Wandering Thoughts archives

2013-07-11

The ZFS ZIL's optimizations for data writes

In yesterday's entry on the ZIL I mentioned that the ZIL has some clever optimizations for large write()s. To understand these (and some related ZFS filesystem properties), let's start with the fundamental problem.

A simple, straightforward filesystem journal simply includes a full copy of each operation or transaction that it's recording. Many of these full copies will be small (for metadata operations like file renames), but for data writes you need to include the data being written. Now suppose that you are routinely writing a lot of data and then fsync()'ing it. This will wind up with the filesystem writing two copies of that large data, one copy recorded with the journal and then a second copy written to the actual live filesystem. This is inefficient and worse, it costs you both disk seeks (between the location of the journal and the final location of data) and write bandwidth.

Because ZFS is a copy-on-write filesystem where old data is never overwritten in place, it can optimize this process in a straightforward way. Rather than putting the new data into the journal it can directly write the new data to its final (new) location in the filesystem and then simply record that new location in the journal. However, this is now a tradeoff; in exchange for not writing the data twice you're forcing the journal commit to wait for a separate (and full) data write, complete with an extra seek between the journal and the final location of the data. For sufficiently small amounts of data this tradeoff is not worth it and you're better off just writing an extra copy of the data to the journal without waiting. In ZFS, this division point is set by the global tuneable variable zfs_immediate_write_sz. Data writes larger than this size will be pushed directly to their final location and the ZIL will only include a pointer to it.

Actually that's a lie. The real situation is rather more complicated.

First, if the data write is larger than the file's blocksize it is always put into the on-disk ZIL (possibly because otherwise the ZIL would have to record multiple pointers to its final location since it will be split across multiple blocks, which could get complicated). Next, you can set filesystems to have 'logbias=throughput'; such a filesystem writes all data blocks to their final locations (among other effects). Finally, if you have a separate log device (with a normal logbias) data writes will always go into the log regardless of their size, even for very large writes.

So in summary zfs_immediate_write_sz only makes a difference if you are using logbias=latency and do not have a separate log device, which can basically be summarized as 'if you have a normal pool without any sort of special setup'. If you are using logbias=throughput it is effectively 0; if you have a separate log device it is effectively infinite.

Update (October 13 2013): It turns out that this description is not quite complete. See part 2 for an important qualification.
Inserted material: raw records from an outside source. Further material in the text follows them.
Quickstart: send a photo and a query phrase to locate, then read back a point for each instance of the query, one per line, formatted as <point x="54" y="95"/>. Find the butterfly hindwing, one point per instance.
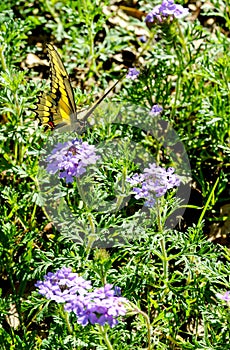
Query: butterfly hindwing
<point x="57" y="108"/>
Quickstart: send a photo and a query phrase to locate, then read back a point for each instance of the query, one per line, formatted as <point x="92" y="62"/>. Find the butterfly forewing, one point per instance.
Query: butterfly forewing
<point x="57" y="108"/>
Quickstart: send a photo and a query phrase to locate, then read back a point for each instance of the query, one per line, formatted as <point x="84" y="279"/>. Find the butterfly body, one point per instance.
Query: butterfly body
<point x="57" y="108"/>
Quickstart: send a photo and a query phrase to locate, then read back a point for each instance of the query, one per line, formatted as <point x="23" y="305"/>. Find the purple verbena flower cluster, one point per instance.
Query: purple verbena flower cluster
<point x="71" y="159"/>
<point x="132" y="73"/>
<point x="156" y="110"/>
<point x="99" y="306"/>
<point x="102" y="305"/>
<point x="153" y="183"/>
<point x="167" y="9"/>
<point x="225" y="296"/>
<point x="60" y="285"/>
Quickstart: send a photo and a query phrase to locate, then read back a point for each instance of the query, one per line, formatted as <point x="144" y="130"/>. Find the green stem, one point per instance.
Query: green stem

Sidebar: slogs and logbias=throughput

Note that there is no point in having a separate log device and setting logbias=throughput on all of your filesystems, because the latter makes the filesystems not use your slog. This is implicit in the description of throughput's behavior but may not be clear enough. 'Throughput' is apparently intended for situations where you want to preserve your slog bandwidth and latency for filesystems where ZIL commit latency is very important; you set everything else to logbias=throughput so that they don't touch the slog.

If you have an all-SSD pool with no slogs it may make sense to set logbias=throughput on everything in it. Seeks are basically free on the SSDs and you'll probably wind up with less overall bandwidth to the SSDs used since you're writing less data. Note that I haven't measured or researched this.

ZFSWritesAndZIL written at 15:06:48; Add Comment

ZFS transaction groups and the ZFS Intent Log

I've just been digging around in the depths of the ZIL and of ZFS transaction groups, so before I forget everything I've figured out I'm going to write it down (partly because when I went looking I couldn't find any really detailed information on this stuff). The necessary disclaimer is that all of this is as far as I can tell from my own research and code reading and thus I could be wrong about some of it.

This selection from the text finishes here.